An attack on a convoy killed 11 members of the Egyptian security forces in the Sinai Peninsula on Tuesday, security and medical sources said.
Two were killed by a roadside bomb and the others were shot as they tried to flee, the security sources said. Security sources said earlier that the attack killed 10 soldiers.
Militants in Sinai have stepped up attacks on policemen and soldiers since then-army chief Abdel Fattah al-Sisi toppled President Mohamed Morsi of the Muslim Brotherhood in July 2013.
Sisi was elected president three months ago and his government makes no distinction between the Brotherhood -- which says it is a peaceful movement -- and the Sinai militants.
The attacks initially targeted security forces in Sinai -- a remote but strategic part of Egypt located between Israel, the Gaza Strip and the Suez Canal -- but they have since extended their reach, with bombings on the mainland.
The violence has hurt tourism, a pillar of the economy.
Prime Minister Ibrahim Mehleb condemned Tuesday's attack and said Egypt would continue to confront terrorism. “The world has witnessed now what the hands of terrorism are doing in our country,” he said in a statement. “Terrorism will not succeed in breaking the will of Egyptians.”
The Sinai-based militant group Ansar Bayt al-Maqdis said in August it had beheaded four Egyptians, accusing them of providing Israel with intelligence for an air strike that killed three of its fighters.
Egyptian security forces have launched several offensives in Sinai in a bid to eliminate Ansar, widely regarded as the country's most dangerous militant group.
Chaos in Libya, meanwhile, has allowed militants to set up makeshift training camps only a few kilometers from Egypt's border, according to Egyptian security officials.
The militants, those officials say, harbor ambitions similar to the al-Qaida breakaway group, Islamic State, that has seized large swaths of Iraq; they want to topple Sisi and create a caliphate in Egypt.
In July, gunmen killed 21 Egyptian military border guards near the frontier with Libya, highlighting a growing threat from an area that security officials say has become a militant haven.

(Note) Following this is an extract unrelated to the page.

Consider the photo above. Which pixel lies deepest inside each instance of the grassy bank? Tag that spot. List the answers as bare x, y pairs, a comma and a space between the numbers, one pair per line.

The Sinai insurgency has shown how even a small number of militants can mount a challenge to the Egyptian state. Ansar has killed hundreds of people and proved resilient in the face of army offensives, yet Sinai residents say its core amounts to only a few hundred militants.
Any alliance between Ansar and the militants near the Libyan border could pose big problems for Egypt, which is aching for stability after three years of unrest since the start of the Arab uprisings. Members of Ansar say contacts between the two groups have already been established.
Islamists and the Egyptian state are old enemies. Islamist-leaning army officers assassinated President Anwar al-Sadat in 1981, mainly because of his peace treaty with Israel; and former President Hosni Mubarak fought insurgents in the 1990s.
But the lightning seizure of large swaths of Iraq by Islamic State has added to the sense of urgency in combating militants along Egypt's border with Libya and in the Sinai.